Kevin Reilly

WarnerMedia’s streaming service, set to launch in the fourth quarter of 2019, will initially be available only in the US, though an international roll out is anticipated at some unspecified future date.

 “You can expect that it will be an international service, but initially we are focused on domestic,” said Kevin Reilly, the executive recently named chief creative officer for WarnerMedia, direct-to-consumer.

Though the international market is “very important” for the service, Reilly said he could not give a timetable for an international roll out because the service “first has to succeed here [in the US], so that’s why the first focus is on domestic.”

Speaking at this week’s Television Critics Association (TCA) press tour in Los Angeles, Reilly also revealed original content made specifically for the platform will only start appearing on the service next year.

“We’ll begin commissioning early this spring,” he said, “then ramping up as we go throughout 2020 and 2021.”

The original content will be made by both WarnerMedia companies and outside producers and include programming aimed at a variety of demographics.

 Reilly, who is also chief creative officer for Turner Entertainment as well as president of Turner networks TBS and TNT, gave the TCA a broad stroke portrait of the WarnerMedia service, which will enter the streaming marketplace currently dominated by Netflix, Amazon and Hulu around the same time as other new services from Disney, NBCUniversal and, perhaps, Apple.

The as -yet- unnamed Warner service will use content from HBO, Looney Tunes, DC, New Line and other parts of the 42,000-hour Warner library to cater to a broad audience of children and families, teens and adults, Reilly said.

Reilly explained Warner Bros will use a “dynamic windowing” strategy of “putting the right product on the right platform at the right time. It increases our flexibility as we balance the immediacy of licensing revenue with the charge to meet our target audiences’ content desires.”
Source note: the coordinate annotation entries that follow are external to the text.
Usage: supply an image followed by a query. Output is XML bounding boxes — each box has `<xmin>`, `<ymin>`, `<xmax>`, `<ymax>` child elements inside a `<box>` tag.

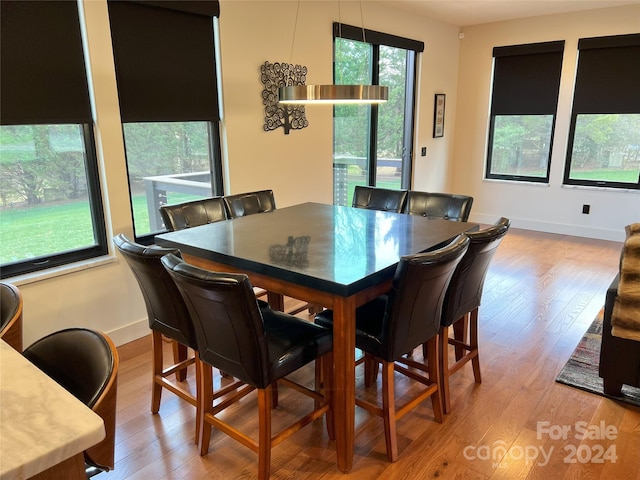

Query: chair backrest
<box><xmin>404</xmin><ymin>190</ymin><xmax>473</xmax><ymax>222</ymax></box>
<box><xmin>160</xmin><ymin>197</ymin><xmax>229</xmax><ymax>231</ymax></box>
<box><xmin>162</xmin><ymin>255</ymin><xmax>270</xmax><ymax>388</ymax></box>
<box><xmin>113</xmin><ymin>234</ymin><xmax>196</xmax><ymax>348</ymax></box>
<box><xmin>23</xmin><ymin>328</ymin><xmax>119</xmax><ymax>470</ymax></box>
<box><xmin>0</xmin><ymin>282</ymin><xmax>23</xmax><ymax>352</ymax></box>
<box><xmin>223</xmin><ymin>190</ymin><xmax>276</xmax><ymax>218</ymax></box>
<box><xmin>442</xmin><ymin>217</ymin><xmax>511</xmax><ymax>325</ymax></box>
<box><xmin>382</xmin><ymin>235</ymin><xmax>469</xmax><ymax>362</ymax></box>
<box><xmin>351</xmin><ymin>185</ymin><xmax>407</xmax><ymax>213</ymax></box>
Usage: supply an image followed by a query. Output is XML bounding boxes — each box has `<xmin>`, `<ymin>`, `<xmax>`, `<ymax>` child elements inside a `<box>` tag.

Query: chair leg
<box><xmin>151</xmin><ymin>330</ymin><xmax>163</xmax><ymax>413</ymax></box>
<box><xmin>364</xmin><ymin>353</ymin><xmax>380</xmax><ymax>387</ymax></box>
<box><xmin>438</xmin><ymin>326</ymin><xmax>451</xmax><ymax>413</ymax></box>
<box><xmin>195</xmin><ymin>351</ymin><xmax>204</xmax><ymax>445</ymax></box>
<box><xmin>171</xmin><ymin>340</ymin><xmax>188</xmax><ymax>382</ymax></box>
<box><xmin>469</xmin><ymin>308</ymin><xmax>482</xmax><ymax>383</ymax></box>
<box><xmin>452</xmin><ymin>313</ymin><xmax>469</xmax><ymax>361</ymax></box>
<box><xmin>196</xmin><ymin>357</ymin><xmax>213</xmax><ymax>455</ymax></box>
<box><xmin>382</xmin><ymin>361</ymin><xmax>398</xmax><ymax>462</ymax></box>
<box><xmin>425</xmin><ymin>335</ymin><xmax>444</xmax><ymax>423</ymax></box>
<box><xmin>258</xmin><ymin>387</ymin><xmax>272</xmax><ymax>480</ymax></box>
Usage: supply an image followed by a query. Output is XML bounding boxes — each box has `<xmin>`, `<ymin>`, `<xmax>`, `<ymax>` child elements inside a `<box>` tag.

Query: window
<box><xmin>486</xmin><ymin>41</ymin><xmax>564</xmax><ymax>183</ymax></box>
<box><xmin>564</xmin><ymin>34</ymin><xmax>640</xmax><ymax>189</ymax></box>
<box><xmin>0</xmin><ymin>1</ymin><xmax>108</xmax><ymax>278</ymax></box>
<box><xmin>333</xmin><ymin>23</ymin><xmax>424</xmax><ymax>205</ymax></box>
<box><xmin>108</xmin><ymin>0</ymin><xmax>222</xmax><ymax>243</ymax></box>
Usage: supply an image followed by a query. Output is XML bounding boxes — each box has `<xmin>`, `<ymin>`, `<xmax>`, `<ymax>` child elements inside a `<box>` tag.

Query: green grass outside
<box><xmin>0</xmin><ymin>200</ymin><xmax>95</xmax><ymax>264</ymax></box>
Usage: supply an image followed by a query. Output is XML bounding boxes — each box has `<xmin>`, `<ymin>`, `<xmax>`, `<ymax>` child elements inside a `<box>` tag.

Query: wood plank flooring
<box><xmin>97</xmin><ymin>229</ymin><xmax>640</xmax><ymax>480</ymax></box>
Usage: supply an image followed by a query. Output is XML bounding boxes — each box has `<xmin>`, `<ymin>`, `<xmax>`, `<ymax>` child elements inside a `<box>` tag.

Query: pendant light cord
<box><xmin>359</xmin><ymin>0</ymin><xmax>367</xmax><ymax>43</ymax></box>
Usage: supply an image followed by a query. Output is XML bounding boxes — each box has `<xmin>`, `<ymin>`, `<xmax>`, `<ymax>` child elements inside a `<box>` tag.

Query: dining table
<box><xmin>155</xmin><ymin>202</ymin><xmax>478</xmax><ymax>473</ymax></box>
<box><xmin>0</xmin><ymin>340</ymin><xmax>105</xmax><ymax>480</ymax></box>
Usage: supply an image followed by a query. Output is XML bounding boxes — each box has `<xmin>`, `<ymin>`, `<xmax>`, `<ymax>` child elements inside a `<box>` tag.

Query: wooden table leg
<box><xmin>29</xmin><ymin>452</ymin><xmax>87</xmax><ymax>480</ymax></box>
<box><xmin>267</xmin><ymin>291</ymin><xmax>284</xmax><ymax>312</ymax></box>
<box><xmin>333</xmin><ymin>297</ymin><xmax>356</xmax><ymax>473</ymax></box>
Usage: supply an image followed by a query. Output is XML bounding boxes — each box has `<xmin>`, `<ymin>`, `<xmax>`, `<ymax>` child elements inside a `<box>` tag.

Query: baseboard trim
<box><xmin>106</xmin><ymin>318</ymin><xmax>150</xmax><ymax>347</ymax></box>
<box><xmin>469</xmin><ymin>214</ymin><xmax>625</xmax><ymax>242</ymax></box>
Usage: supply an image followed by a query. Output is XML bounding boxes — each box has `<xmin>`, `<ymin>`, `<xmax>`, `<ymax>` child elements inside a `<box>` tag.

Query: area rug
<box><xmin>556</xmin><ymin>310</ymin><xmax>640</xmax><ymax>407</ymax></box>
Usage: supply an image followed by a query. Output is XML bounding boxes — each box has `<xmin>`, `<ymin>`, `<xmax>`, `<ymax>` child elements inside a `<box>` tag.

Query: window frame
<box><xmin>333</xmin><ymin>22</ymin><xmax>424</xmax><ymax>202</ymax></box>
<box><xmin>107</xmin><ymin>0</ymin><xmax>224</xmax><ymax>245</ymax></box>
<box><xmin>484</xmin><ymin>40</ymin><xmax>565</xmax><ymax>184</ymax></box>
<box><xmin>0</xmin><ymin>1</ymin><xmax>109</xmax><ymax>279</ymax></box>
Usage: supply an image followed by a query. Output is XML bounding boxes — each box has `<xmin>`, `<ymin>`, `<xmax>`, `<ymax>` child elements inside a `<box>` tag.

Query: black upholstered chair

He added “crown jewels” of the Warner library such as comedy series Friends – recently licensed to Netflix until the end of this year - “will ultimately end up on the new [WarnerMedia] service. For the most part sharing destination assets like that is not a good model. My belief is they should be exclusive on the service.”

Reilly avoided discussing how the streaming service will be packaged or priced, but said Warner will get a head start on launching the service by marketing it to HBO’s more than 50m US subscribers. “We are not starting from a standstill,” he said.

 Reilly insisted the fast growing streaming business is “not a zero-sum game” and that with consumers looking to add to their streaming options there will be room for a number of different kinds of service to succeed. 

Asked whether the launch of the WarnerMedia service was designed to stop the streaming business being dominated by its present biggest player, Reilly insisted: “It’s not a defensive move against Netflix. Clearly this kind of platform is getting adopted at a very notable rate. We should be in that business. We’re not getting out of other businesses…we’re doing it to round out our portfolio and create another access point. We don’t need to beat Netflix, we just need and desire to be a differentiated alternative.”